We are studying Judges this semester in the women's Bible study at church. I love going through books of the Bible section by section, but sometimes the Old Testament can be a *bit* confusing and overwhelming. Judges is no different. But even in the few short weeks we've been doing this study, there is so much practical application. For me, one thing in particular has jumped out.
Judges 3:12-30 recounts the story of Ehud, one of the judges God raised up to lead Israel out of captivity. I won't write it all out here, but I want to share one specific verse: Judges 3:15. "Then the people of Israel cried out to the Lord, and the Lord raised up for them a deliverer, Ehud, the son of Gera, the Benjaminite, a left-handed man."
What? You didn't catch it? Don't worry, I didn't either at first. I'll give you a hint, it's the last 2-3 words (not sure if a hyphenated word counts as one or two...English majors, a little help??). ANYWAY, "left-handed man" is the phrase I'm referring to. Still confused? Don't worry, I was, too!
Left-handed in the Old Testament was not a reference to his writing preference. The translation actually indicates that Ehud was paralyzed or otherwise unable to use his right hand (hence, forced to be left-handed). THAT is what jumped out at me.
We are told and can read throughout the Bible how God uses unlikely people to be influential leaders. David was a murderer, Moses was also a murderer and gave excuses, Daniel was a foreigner/captive, Gideon doubted, Mary was a teenager, Paul (formerly Saul) was one of the biggest Christian killers of his time...seeing a pattern? To use a cliche church phrase, "God doesn't call the equipped, He equips the called." In every situation, God chooses someone no one else would have chosen and uses them in the ways that we read about today. Using an unlikely leader is not an unusual theme in the Bible, but Ehud still jumped out at me.
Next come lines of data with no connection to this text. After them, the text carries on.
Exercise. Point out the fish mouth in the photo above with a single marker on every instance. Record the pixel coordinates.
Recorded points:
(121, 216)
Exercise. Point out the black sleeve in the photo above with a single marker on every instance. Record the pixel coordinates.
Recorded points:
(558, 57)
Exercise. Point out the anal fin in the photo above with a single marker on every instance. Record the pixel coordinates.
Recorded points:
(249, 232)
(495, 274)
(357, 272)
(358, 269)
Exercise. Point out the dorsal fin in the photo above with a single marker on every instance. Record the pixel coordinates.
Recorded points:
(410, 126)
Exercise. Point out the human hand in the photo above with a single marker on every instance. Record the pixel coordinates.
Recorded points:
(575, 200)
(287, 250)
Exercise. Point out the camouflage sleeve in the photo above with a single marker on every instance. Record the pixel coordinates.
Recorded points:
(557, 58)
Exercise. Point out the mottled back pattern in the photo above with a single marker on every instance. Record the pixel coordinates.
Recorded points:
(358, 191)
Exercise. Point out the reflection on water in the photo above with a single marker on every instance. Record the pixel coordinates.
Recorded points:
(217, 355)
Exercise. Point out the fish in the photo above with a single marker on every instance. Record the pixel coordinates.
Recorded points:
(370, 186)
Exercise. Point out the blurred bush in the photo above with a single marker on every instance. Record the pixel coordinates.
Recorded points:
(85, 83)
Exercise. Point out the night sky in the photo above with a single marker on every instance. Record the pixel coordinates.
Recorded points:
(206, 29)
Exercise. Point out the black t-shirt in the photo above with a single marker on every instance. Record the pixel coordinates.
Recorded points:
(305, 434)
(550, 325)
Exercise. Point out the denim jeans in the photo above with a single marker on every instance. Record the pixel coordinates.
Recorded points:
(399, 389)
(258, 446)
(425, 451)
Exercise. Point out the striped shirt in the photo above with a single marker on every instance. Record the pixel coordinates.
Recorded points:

He is the first time a disabled person is mentioned in the Bible where he is not only NOT healed, but used despite his limitations...and actually even BECAUSE of those limitations. We get no context as to when he lost the use of his arm. It could have been from birth, it could have happened from a battle injury, he could have gotten sick, we don't know. What we do know is that at the time he was called by God as a judge, he was still disabled. How many people in Israel do you think questioned God's choice on this one? I'm sure they are all looking around at the healthy, strong men and thinking that surely God could have chosen someone else.
But He didn't. God chose Ehud. And He chose Ehud BECAUSE of his disability.
Ehud was sent to the Moabite king. He told the king he had a secret message for him which meant the king dismissed all his attendants. Since Ehud was left-handed, his sword was concealed on his right leg, opposite of what would have been expected in that time. That meant he was able to surprise the king with his "message from God" and kill him quietly and suddenly. No one "normal" or "healthy" could have done this. Only Ehud. Ehud lived his entire life (or however long) with his paralyzed arm leading up to the moment God needed that disability to free Israel from Moab and lead His people into 80 years of peace.
This section of scripture came up at just the right time. I was just feeling (again) the disappointment of the unpredictability of my symptoms and as though I was just living life with no specific purpose. This was an incredibly well-timed reminder (#Godstimingisalwaysperfect) that despite my disabilities right now, God still can, will, and does use me. And sometimes it is BECAUSE of my limitations rather than despite it.
I may not always see the physical strength that I once did, but that doesn't mean that I can't have purpose where I am or that God can't use me with the life I have to offer.